Schwartz does not mention trials against Portuguese humanists like the royal chronicler Fernão da Pina, or the former Dominican Fernando Oliveira, who were charged with heresy by the Lisbon Inquisition in the 1540s. Both maintained that pagans would have been saved without baptism. In addition, Pina stressed the validity of the religious openness of the Roman Empire, making a significant parallel with “the Turk who lets each one live in his own law, Christians being Christians, Jews being Jews” (Arquivo Nacional da Torre do Tombo, Inquisição de Lisboa, proc. 12.091). Schwartz places all this into a sort of dialectic of Catholicism, in which a tradition that excluded non-Christian people from salvation was opposed by a more open position, which defended the possibility to avoid damnation even for the non-baptized. Signs of this dialectic could still be detected in contemporary culture, considering the tensions between Vatican Council II and the restrictive theology supported by Pope Benedict XVI. On the contrary, I think that if there was an Iberian contribution to the history of religious tolerance it should be recognized in the special relationship existing among the three monotheistic religions after the age of forced conversion that, from the end of the fifteenth century, brought about uniformity in the peninsula in terms of religious faith.

Schwartz’s representation of Portuguese and Spanish religious history suffers from a rigidity that prevents him from appreciating how much Jews and Muslims were shocked by the transition towards Christianity. The radical change of the horizon was followed by various reactions which helped to create bridges between the religiosity of new converts and the faith of the Old Christian majority: the quest for a common ground of beliefs by means of reinterpretation and selection of specific religious aspects on both sides had great importance in the policy of assimilation. Recent studies like Felipe Pereda’s book about the catechistic strategy of Moriscos in Granada based on devotional images (2007), as well as the research by Stefania Pastore stressing the contribution of “Converso spirituality” to the alumbrados’ universalism and indifference toward exterior religion (2004), could have supplied Schwartz with more than a simple hypothesis about the genesis of religious tolerance in the Iberian World.
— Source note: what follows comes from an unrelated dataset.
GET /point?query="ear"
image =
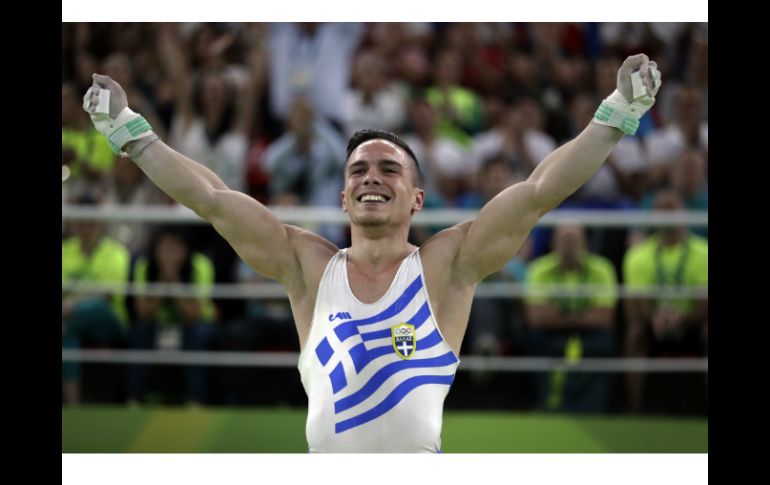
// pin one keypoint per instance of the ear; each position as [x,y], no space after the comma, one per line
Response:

It was precisely in those contexts that strong criticism and alternatives to the Spanish Inquisition emerged, being not a generic refusal of religious coercion, but a claim for a not discriminated inclusion of the converted minorities according to the Pauline teaching.

The underestimation of the concrete religious origins of the concept of universal salvation in the Iberian Peninsula complicates also a correct setting of the study about the more general relationship between popular tolerance and the formal theories of toleration, which, as pointed out by David Sorkin (2008), were influenced also by the religious currents of the Enlightenment. Nor have fanaticism and intolerance disappeared from the world since then. From this point of view, though the contribution of such propositions detectable among common folk in Portugal, Spain and Latin America may be emphasized, I am not sure that attitudes and sentiments of those men prefigured our world: they will probably be outsiders in contemporary Western society, just as they were in the world they lived in.


1 Faculty of Arts. Scuola Normale Superiore of Pisa. E-mail: [email protected]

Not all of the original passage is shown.